The draft seeks, among other issues, to regulate securocrats’ role in active party politics and level the political playing field ahead of harmonised elections likely to be held this year.
Presidential tenure will be limited to two five-year terms. But Mugabe can still serve for another 10 years if he wins the elections.
Both Mugabe and his MDC counterparts Tsvangirai and Welshman Ncube have agreed that the forthcoming elections would be guided by the new constitution.
In his graveside speech in Buhera, which is also his rural home, Tsvangirai rapped what he termed party newcomers and rabble rousers for questioning the political credentials of such cadres as Makumbe.
The MDC-T leader said the late academic was actively involved in the party’s behind-the-scenes activities since its inception.
“In politics, if a person wants to contest for any position, let them contest freely.
“But we have warned against vote-buying. People should go and campaign, but we hear others saying where did John (Makumbe) come from.?
“Do you know how the MDC started?” said Tsvangirai in reference to party stalwarts who had privately questioned Makumbe’s credentials .
Makumbe, a fierce Mugabe and Zanu PF critic, collapsed at his Chadcombe home in Harare on Sunday and died on admission at a private hospital.
The fiery political analyst was earmarked to succeed Buhera West MP Eric Matinenga, who has indicated that he will quit active politics at the end of his term.
“Others now want to reap where they did not sow. You were not there during the difficult times,” Tsvangirai said.

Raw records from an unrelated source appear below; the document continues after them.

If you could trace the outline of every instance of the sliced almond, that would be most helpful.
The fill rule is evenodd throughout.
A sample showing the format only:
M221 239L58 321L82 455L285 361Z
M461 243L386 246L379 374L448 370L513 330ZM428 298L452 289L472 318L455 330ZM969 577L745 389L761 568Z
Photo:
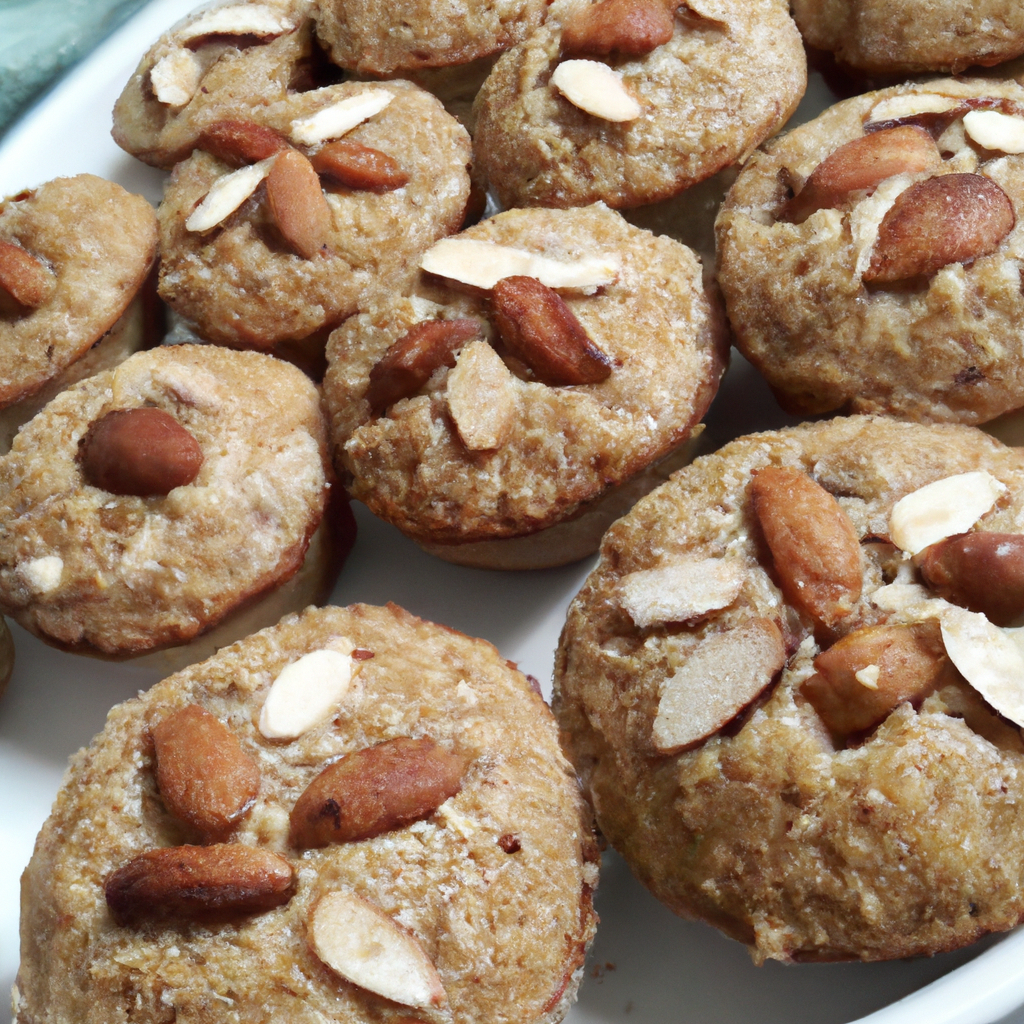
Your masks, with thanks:
M873 728L904 701L919 703L950 674L934 620L858 629L819 654L814 667L801 693L837 736Z
M240 167L218 178L203 201L189 215L185 227L189 231L209 231L230 217L259 188L260 182L270 173L275 159L270 157L260 160L259 163Z
M542 384L598 384L611 376L611 360L565 299L535 277L502 278L491 306L501 340Z
M1016 224L1010 197L982 174L943 174L901 192L882 218L864 280L891 284L969 263Z
M985 149L1024 153L1024 117L998 110L971 110L964 114L964 131Z
M596 60L563 60L551 84L574 106L604 121L635 121L643 107L619 72Z
M849 516L821 484L786 466L757 470L750 496L786 599L834 626L853 610L863 585Z
M0 615L0 697L14 673L14 638L7 628L7 621Z
M395 94L387 89L367 88L355 96L318 110L310 117L292 121L292 140L304 146L317 146L328 139L340 139L346 132L379 114Z
M889 536L916 555L931 544L966 533L1006 492L985 470L934 480L904 495L889 514Z
M17 242L0 238L0 296L10 297L12 312L38 309L56 287L56 276L42 260Z
M448 411L472 452L493 451L508 440L519 409L515 378L486 341L472 341L448 374Z
M771 619L754 618L702 640L662 684L655 747L671 754L713 736L785 664L786 645Z
M196 147L241 167L275 156L288 148L288 142L273 128L255 121L224 120L207 125L199 133Z
M274 158L267 175L267 204L281 234L303 259L328 255L331 208L313 165L297 149Z
M736 559L676 559L623 576L619 600L641 629L687 622L726 608L739 597L747 572Z
M348 188L391 192L409 184L409 175L387 153L351 139L328 142L309 160L317 174Z
M675 16L665 0L600 0L562 30L566 57L643 57L667 43Z
M153 95L167 107L183 107L196 94L202 65L191 50L176 49L161 57L149 71Z
M935 140L923 128L908 125L861 136L814 168L779 220L801 224L816 210L841 206L851 192L873 192L886 178L933 170L941 163Z
M462 788L466 759L431 739L400 736L346 754L303 791L289 841L306 850L391 832L433 814Z
M549 288L592 289L611 284L622 269L614 256L554 260L526 249L476 238L442 238L426 251L420 266L429 274L474 288L493 288L503 277L535 277Z
M444 1006L437 969L416 939L348 889L321 897L309 921L313 952L346 980L403 1006Z
M1024 727L1024 653L978 612L949 606L939 620L950 661L998 711Z
M934 92L910 92L888 96L871 109L870 121L898 121L915 114L942 114L961 105L960 99Z
M207 36L259 36L268 39L290 32L294 27L291 19L267 4L231 4L200 15L175 32L174 37L181 43L195 42Z
M259 766L223 722L196 704L161 719L152 735L164 806L204 840L226 838L252 808Z
M103 888L119 925L223 920L287 903L295 872L283 857L256 846L171 846L139 854Z
M352 644L304 654L286 665L267 691L259 730L268 740L294 740L316 728L341 703L352 682Z
M28 558L18 563L17 573L33 594L49 594L64 577L64 559L59 555Z

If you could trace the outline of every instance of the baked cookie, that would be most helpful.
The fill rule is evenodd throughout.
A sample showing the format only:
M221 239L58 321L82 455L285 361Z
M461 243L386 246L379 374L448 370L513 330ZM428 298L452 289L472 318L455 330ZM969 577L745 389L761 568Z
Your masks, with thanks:
M114 141L155 167L184 160L207 126L340 77L315 43L310 0L242 0L197 10L165 32L114 105Z
M260 124L218 122L165 191L160 295L220 344L326 337L458 230L469 160L466 130L408 82L329 86Z
M328 344L350 493L452 561L592 553L718 388L727 341L699 261L597 204L498 214L422 267Z
M0 615L0 697L14 672L14 640L7 628L7 620Z
M1024 404L1024 88L905 85L751 158L718 216L736 344L783 407L982 423Z
M0 202L0 454L57 392L159 340L153 208L92 174Z
M1024 53L1016 0L793 0L809 46L880 74L991 67Z
M806 85L777 0L559 0L484 83L474 145L506 207L637 206L744 159Z
M187 643L302 565L325 426L308 378L254 352L164 346L81 381L0 459L0 609L83 653ZM320 543L306 601L338 568Z
M554 1024L596 857L551 714L490 644L309 609L75 756L23 878L14 1020Z
M954 949L1024 916L1021 612L1020 449L753 434L605 535L556 717L637 877L757 961Z
M521 42L550 0L321 0L317 35L361 75L468 64Z

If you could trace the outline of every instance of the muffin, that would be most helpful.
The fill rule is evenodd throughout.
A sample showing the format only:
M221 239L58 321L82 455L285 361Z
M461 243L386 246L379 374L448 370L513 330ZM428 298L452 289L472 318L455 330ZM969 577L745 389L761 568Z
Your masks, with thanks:
M1013 927L1024 456L850 417L740 438L606 534L554 708L598 826L760 962Z
M717 389L727 343L699 261L598 204L507 211L421 267L328 344L351 495L451 561L593 552Z
M14 1019L556 1022L596 923L588 815L490 644L394 605L289 616L75 756Z

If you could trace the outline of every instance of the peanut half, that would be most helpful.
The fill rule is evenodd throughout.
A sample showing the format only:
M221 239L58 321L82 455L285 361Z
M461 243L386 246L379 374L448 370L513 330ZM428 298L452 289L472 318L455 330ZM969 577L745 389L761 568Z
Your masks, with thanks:
M147 850L104 885L120 925L177 918L223 920L282 906L295 889L283 857L257 846L168 846Z
M57 278L42 260L0 238L0 313L38 309L56 286Z
M755 470L750 496L786 599L816 622L834 626L853 610L863 585L853 523L821 484L798 469Z
M348 188L392 192L409 184L409 175L393 157L351 139L328 142L309 161L317 174Z
M864 135L829 154L782 208L779 220L802 224L817 210L836 209L851 192L873 192L895 174L918 174L942 163L923 128L905 126Z
M197 704L152 730L156 781L164 805L207 842L224 839L252 807L260 770L238 737Z
M969 263L999 248L1017 223L1010 197L982 174L911 185L882 218L864 280L893 284Z
M576 314L536 278L502 278L491 293L491 305L501 340L542 384L597 384L611 376L611 360L590 340Z
M267 175L267 202L285 241L303 259L329 254L331 208L313 165L297 149L286 149L274 158Z
M255 121L225 120L207 125L196 147L235 167L258 163L288 149L288 140Z
M562 31L566 57L643 57L672 38L675 17L664 0L600 0Z
M155 497L192 483L203 465L199 442L162 409L116 409L79 443L86 482L111 494Z
M295 802L299 849L372 839L433 814L462 788L466 760L431 739L402 736L328 765Z

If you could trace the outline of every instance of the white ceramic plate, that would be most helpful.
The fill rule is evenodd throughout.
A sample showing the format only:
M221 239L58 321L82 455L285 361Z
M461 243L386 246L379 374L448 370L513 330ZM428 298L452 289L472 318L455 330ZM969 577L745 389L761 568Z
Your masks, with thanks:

“MDC is here because of two movements, the National Constitutional Assembly (NCA) and the Zimbabwe Congress of Trade Unions (ZCTU) and things were tough,” said Tsvangirai.
Tsvangirai also deplored violence during and after elections.
“Politics is not about beating up people. Why beat your brother, your sister or any relative?
“Chief Makumbe, I want you to declare in your area that there should be no violence because if a chief says there should be no violence, then there is no violence.”
Meanwhile, Matinenga, who is also Constitutional and Parliamentary Affairs minister, denounced sloganeering during campaigns, saying both MDC-T and Zanu PF slogans incited violence .
“I said there should be no slogans that denounce anyone in Buhera West. If we chant our own (MDC-T) slogan and say ‘bhwaa (crush)’ and trampling someone, then there is no difference between us and Zanu PF.
“These slogans are meant to destroy and not to develop, so we have to graduate from that culture,” he said.
The burial was attended by several MDC-T ministers, Mavambo/Kusile/Dawn leader Simba Makoni and local traditional leaders.